Ao meu cunhado Leléu, tido e havido nesta terra como um burro pronto e acabado, deixo minha sela e respectivo arreio, que lhe cairão bem sobre o lombo. À minha irmã Cinira, que gastou a vida a serviço desse viciado em truco, lego rédea e um par de esporas, já que um burro com livre arbítrio é a pior das ameaças à sociedade organizada.

À minha sogra, junto a quem tenho tantas dívidas morais e espirituais, transmito também as dívidas materiais – as já vencidas, as presentes e as que doravante venham a surgir em meu nome, seja como compromissário ou como avalista.

Não abandonarei à própria sorte aqueles que as más línguas chamam de “frutos de união carnal espúria”, ou seja, os bastardinhos que espalhei por essas plagas. Saibam todos que o seu genitor não lhes negará o amparo e o devido quinhão, ainda que hipotecado, na forma de um alqueire e meio de capim-napiê (Pennisetum purpureum), cultivados no sítio.

O celular pré-pago, juntamente com os R$ 4,36 de crédito remanescente, fica para meu capataz Onofre. Uma liberalidade de minha parte para recompensá-lo pelos valorosos préstimos ao longo de 38 anos. Ele que ouviu de mim tantos desaforos, xingamentos intempestivos e acusações levianas, agora merece falar um pouco.

Quanto ao aquário da sala, alvo certo de acirrada disputa, proponho aos herdeiros que amigavelmente se dêem mútua quitação da seguinte forma: Justina fica com os peixes ornamentais, Cinira com a bombinha de ar, Onofre com o filtro, Leléu com o recipiente de vidro e os bastardos com os pedriscos que ficam no fundo.


OUTROS BENS E HAVERES

Suínos e bovinos
Três gomos de lingüiça (de procedência insuspeita e com carimbo do SIF), dois quilos e meio de carne de segunda e mais meia panela de coxão duro duplamente moído, que estão no gavetão de baixo do freezer.

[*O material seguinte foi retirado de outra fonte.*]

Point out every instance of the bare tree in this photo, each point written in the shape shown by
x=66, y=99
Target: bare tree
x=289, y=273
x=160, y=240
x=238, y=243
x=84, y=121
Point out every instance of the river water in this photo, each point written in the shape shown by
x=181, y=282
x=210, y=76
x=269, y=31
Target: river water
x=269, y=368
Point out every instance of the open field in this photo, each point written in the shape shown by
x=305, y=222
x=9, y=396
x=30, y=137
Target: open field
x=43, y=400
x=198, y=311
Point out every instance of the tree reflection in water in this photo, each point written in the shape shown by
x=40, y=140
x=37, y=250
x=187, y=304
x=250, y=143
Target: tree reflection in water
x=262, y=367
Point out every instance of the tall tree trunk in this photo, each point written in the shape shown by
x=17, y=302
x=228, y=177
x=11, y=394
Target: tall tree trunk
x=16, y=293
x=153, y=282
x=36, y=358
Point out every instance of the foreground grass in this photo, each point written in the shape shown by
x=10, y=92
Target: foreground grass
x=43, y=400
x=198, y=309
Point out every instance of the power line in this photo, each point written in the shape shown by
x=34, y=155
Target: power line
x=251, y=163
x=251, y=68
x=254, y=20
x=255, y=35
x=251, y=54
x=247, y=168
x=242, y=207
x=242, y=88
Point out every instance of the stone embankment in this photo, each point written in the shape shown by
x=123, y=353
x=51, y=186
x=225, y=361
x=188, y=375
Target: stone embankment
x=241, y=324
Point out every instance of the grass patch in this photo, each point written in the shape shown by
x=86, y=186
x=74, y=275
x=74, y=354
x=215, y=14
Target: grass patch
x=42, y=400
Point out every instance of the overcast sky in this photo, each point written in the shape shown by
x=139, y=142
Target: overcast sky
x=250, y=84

Façam disso o melhor e mais rápido proveito que puderem.

Aplicações
Inseticidas, fungicidas e fertilizantes devem continuar sendo aplicados na minha hortinha de almeirão e couve, à proporção de 1:1000. O pulverizador encontra-se na tulha, e não compõe este testamento por estar com a tampa do tanque girando em falso.

Ações
Tanto a ação de despejo, da qual minha família será vítima devido aos aluguéis atrasados, quanto as ações trabalhistas, provavelmente a serem movidas pelo Onofre e seus subordinados, deverão ser administradas pelo meu advogado – que para tanto será regiamente remunerado pela providência divina, em encarnação vindoura.

Grãos estocados em minha propriedade
Uma embalagem de milho para pipoca da marca Yoki, com prazo de validade a esgotar-se em 25 do corrente.
Um tupperware rachado transversalmente, acondicionado em geladeira, contendo feijão preparado na véspera da elaboração deste documento.
Ambos os bens serão partilhados igualmente entre meus herdeiros, legítimos e ilegítimos, em frações ideais de 1/35 (um trinta e cinco avos) para cada um, com escritura definitiva lavrada e registrada em cartório.

Coleções
Todos os meus gibis, do Carlos Zéfiro e do Cebolinha, as Seleções do Reader’s Digest de 1945 a 1961 e os Almanaques do Biotônico Fontoura deverão ser catalogados por bibliotecário habilitado e experiente. Em seguida, esse rico acervo deverá compor a “Fundação Hypólito Rufino Peixoto”, entidade que terá como missão o fomento cultural em nossa região.

Por fim, meu último porém não menos valioso bem: Edileuza, enteada do Zózimo da botica. Teúda e manteúda desde as quartas-de-final da Copa de 70, com casa montada e conta no armazém, não pode ficar à míngua de uma hora para outra. Todos os meus demais pertences, aqui não arrolados, passam com o meu falecimento às suas mãos.

Perdão, Justina, pela fabulosa e imerecida galharia que fiz brotar em sua cabeça, mas não soube refrear os meus instintos frente a tão roliça criatura. Agora está tudo às claras, não há mais nada a esconder. Mas assim como não se chuta cachorro morto, também não se estapeia defunto, Justina. Releve e viva em paz o resto dos seus dias.